Aiming for a 'summer body?' Create long-term healthy habits instead
As the warm months of summer near, many people turn their attention to shedding pounds to attain a “summer body” that will look good in a bathing suit.
But getting into what you consider to be your summer shape is not something that can be achieved in just a few weeks, UCLA fitness experts said.
“The biggest misconception is that people think it can be attained quickly,” said Elisa Terry, associate director of fitness and well-being at UCLA Recreation. “If something happens too quickly, it’s not going to last.
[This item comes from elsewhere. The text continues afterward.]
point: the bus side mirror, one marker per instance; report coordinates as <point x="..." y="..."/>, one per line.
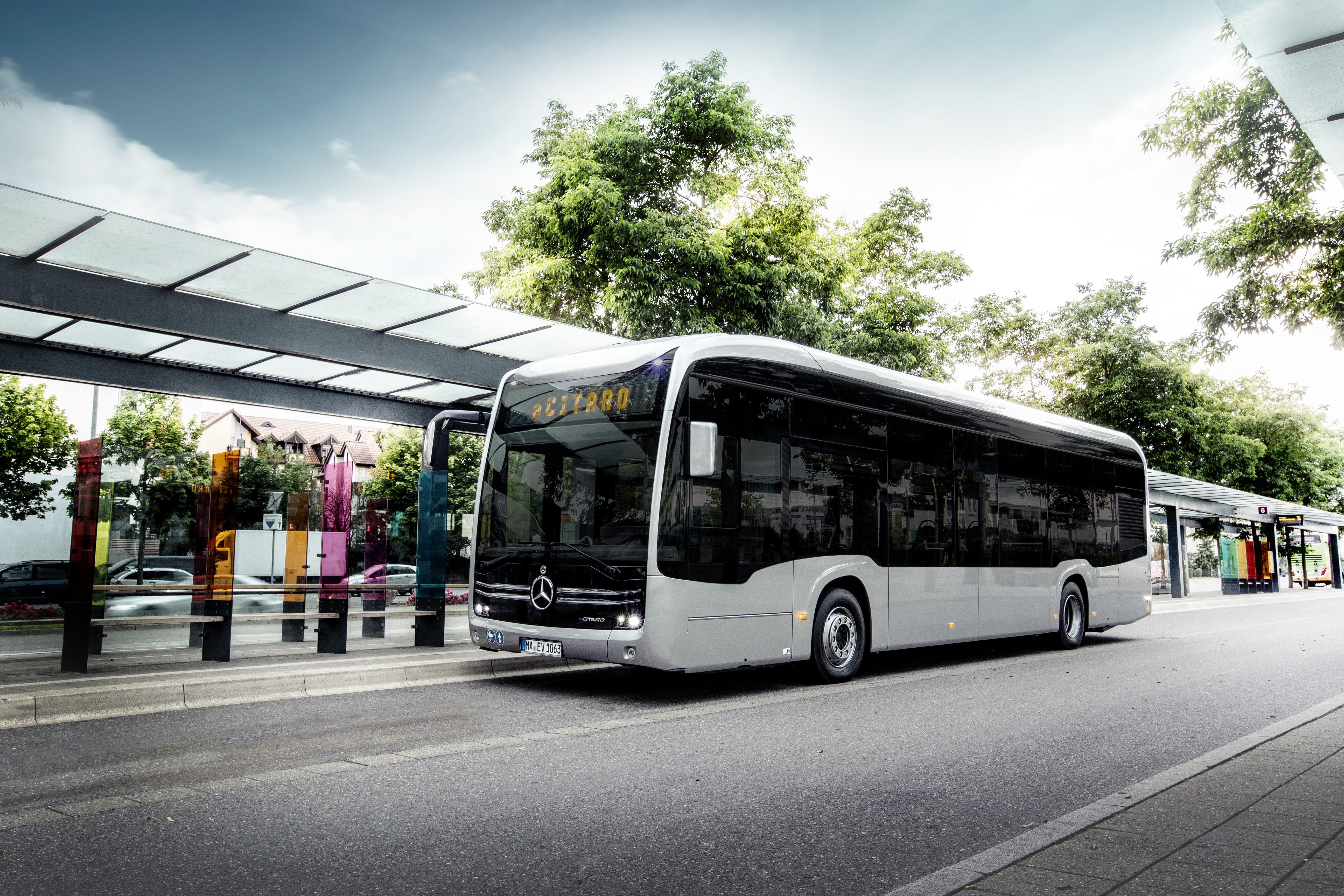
<point x="705" y="443"/>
Instead of focusing on a summer body, people might be better served by thinking about how they can create sustainable healthy habits.”
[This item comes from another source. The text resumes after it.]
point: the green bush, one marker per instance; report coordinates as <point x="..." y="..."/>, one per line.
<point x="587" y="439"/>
Even if people haven’t reached their goals by the time beach and pool season arrives, they can still make summer the perfect time to start their fitness journey, she said.
And embarking on the fitness journey doesn’t have to begin with anything too strenuous, Terry explained. “Starting with walks around the neighborhood or light jogs for short distances can be effective.”
Strength training and cardio
People starting on a fitness journey often have an aesthetic goal in mind — and every person’s goal, and their journey to achieve it, is going to look different.
Whatever the goal, Terry advises that two types of exercise are essential on the journey to tone one’s body.
“Number one, you need a well-rounded strength-training program,” she said. “Number two, you need to do cardio.”
And be patient, Terry said. “It takes time to build muscle, burn fat and improve your cardiovascular health.”
Exercise + nutrition = reaching your goals
“When it comes to lifestyle modifications and physical attributes, 70% comes down to what you eat,” Hoda Hakimjavadi, clinical dietitian at Ronald Reagan UCLA Medical Center, said. “Exercise is great for your body, heart health and mental health, but nutrition also plays a significant role in helping you to achieve the physical look you want.”
And like most other aspects of life, achieving balance is essential to success, Hakimjavadi said. Starvation diets “never work. It’s important that what you eat be composed of lean proteins, whole grains, fresh fruits and vegetables and healthy fats such as from avocados or nuts.”
Hakimjavadi offered a simple tip for people to apply to their daily eating habits: “Make sure half of your plate is vegetables,” she said. “Eat a good breakfast, which is important to jumpstart the metabolism in the morning and have a healthy snack like unsalted nuts or apple slices with peanut butter between smaller meal portions.”